Im Sommer 2004 war für den Offensivspieler klar, dass er sich weiterentwickeln möchte und die heimische Eredivisie dafür verlassen muss. Auch seinem Klub PSV Eindhoven war klar, dass sie das aufstrebende Talent nicht halten können und daher ging es lediglich darum möglichst viel Geld einzunehmen. Auf seiner Suche nach einem Klub hatte sich der Holländer dabei auch mit den Verantwortlichen von Manchester United getroffen. "Ich hatte mich mit Sir Alex Ferguson zum Essen getroffen, wir haben uns gut unterhalten. Ich habe mir sogar das Trainingsgelände angeschaut, alles schien perfekt", so der heute 34-Jährige im Gespräch mit FOURFOURTWO.

Chelsea v Birmingham City

Arjen Robben konnte in London schnell Fuß fassen



Dabei versicherte der Flügelflitzer, dass er bei einem Angebot der Red Devils nicht gezögert und sofort unterschrieben hätte. Es kam jedoch nie zu einem konkreten Angebot und sein damaliger Verein hatte mit dem FC Chelsea bereits einen Abnehmer gefunden. Nach einem kurzen Treffen an der Stamford Bridge war auch Robben schnell von den Blues überzeugt. Im Nachhinein bereut der Rechtsaußen nach eigener Aussage nichts. Beim Hauptstadklub spielte der damals 20-Jährige unter dem strengen Coach Jose Mourinho. Dabei kann der Angreifer jedoch nichts Negatives über seine Zeit mit dem exzentrischen Startrainer erzählen und unterstrich, dass der Portugiese ihm viel Vertrauen geschenkt habe.

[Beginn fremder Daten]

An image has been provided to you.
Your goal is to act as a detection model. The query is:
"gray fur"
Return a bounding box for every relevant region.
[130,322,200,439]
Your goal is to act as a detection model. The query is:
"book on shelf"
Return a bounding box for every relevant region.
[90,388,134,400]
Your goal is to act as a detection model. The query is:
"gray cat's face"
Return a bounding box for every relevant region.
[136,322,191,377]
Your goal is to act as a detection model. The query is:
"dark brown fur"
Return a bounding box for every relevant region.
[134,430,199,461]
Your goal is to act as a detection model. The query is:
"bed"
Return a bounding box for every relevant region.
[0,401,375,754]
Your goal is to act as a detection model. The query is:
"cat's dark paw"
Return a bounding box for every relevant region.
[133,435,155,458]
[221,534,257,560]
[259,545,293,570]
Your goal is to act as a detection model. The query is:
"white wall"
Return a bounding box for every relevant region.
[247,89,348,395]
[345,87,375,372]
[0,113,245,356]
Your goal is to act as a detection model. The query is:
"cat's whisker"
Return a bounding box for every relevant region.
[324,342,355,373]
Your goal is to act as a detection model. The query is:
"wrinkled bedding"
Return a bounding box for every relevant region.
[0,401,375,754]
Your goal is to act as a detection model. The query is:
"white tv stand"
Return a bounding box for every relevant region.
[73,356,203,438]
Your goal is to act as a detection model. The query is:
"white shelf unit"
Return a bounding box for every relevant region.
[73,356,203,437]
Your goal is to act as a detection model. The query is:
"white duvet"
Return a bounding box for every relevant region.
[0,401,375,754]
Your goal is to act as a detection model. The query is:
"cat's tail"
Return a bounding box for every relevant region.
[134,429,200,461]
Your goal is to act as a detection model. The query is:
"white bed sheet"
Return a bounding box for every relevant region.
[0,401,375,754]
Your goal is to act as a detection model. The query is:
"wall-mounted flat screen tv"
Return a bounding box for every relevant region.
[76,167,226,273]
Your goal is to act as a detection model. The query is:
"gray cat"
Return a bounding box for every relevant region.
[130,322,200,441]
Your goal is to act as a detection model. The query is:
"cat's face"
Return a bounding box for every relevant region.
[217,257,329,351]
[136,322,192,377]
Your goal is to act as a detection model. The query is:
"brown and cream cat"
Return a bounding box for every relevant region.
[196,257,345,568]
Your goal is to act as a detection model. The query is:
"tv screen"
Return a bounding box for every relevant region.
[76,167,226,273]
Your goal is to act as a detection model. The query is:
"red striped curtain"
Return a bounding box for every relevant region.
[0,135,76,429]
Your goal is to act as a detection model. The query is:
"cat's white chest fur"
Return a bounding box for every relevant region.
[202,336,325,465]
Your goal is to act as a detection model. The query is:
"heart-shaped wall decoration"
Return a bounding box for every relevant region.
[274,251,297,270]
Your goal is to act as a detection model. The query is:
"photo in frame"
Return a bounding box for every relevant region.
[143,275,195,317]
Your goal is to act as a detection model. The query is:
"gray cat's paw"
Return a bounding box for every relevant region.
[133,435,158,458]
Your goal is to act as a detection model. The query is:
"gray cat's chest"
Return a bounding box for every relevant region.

Auch von den vielen Verletzungen in seiner Zeit in England hatte er sich nicht aus der Ruhe bringen lassen. 2007 war die Zeit dennoch reif für eine Luftveränderung und er wechselte zu Real Madrid. Obwohl er bei den Königlichen zwischenzeitlich durchaus zu überzeugen wusste, musste er im Sommer 2009 weichen. Dabei habe ihm sein damaliger Trainer Manuel Pellegrini versichert, dass er ihn eigentlich gerne weiterhin in seinen Reihen hätte. Klub-Boss Florentino Perez entschied jedoch, dass man nach den Einkäufen von Cristiano Ronaldo, Karim Benzema und Kaka etwas Geld generieren müsse.

Real Madrid's Dutch midfielder Arjen Rob

Bei Real Madrid war Arjen Robben nicht immer die erste Wahl



Doch der Stürmer hatte Glück im Unglück und so war der Weg frei für den wohl wichtigsten Transfer in seiner Karriere "Es war schwer, aber ich entschloss mich zu wechseln und bei Bayern zu unterschreiben. Später hat sich dies als die beste Entscheidung meiner Karriere herausgestellt." Mittlerweile hat der Routinier stolze 305 Spiele für die Münchner auf dem Buckel und schoss den Klub 2013 zum Titel in der Champions League.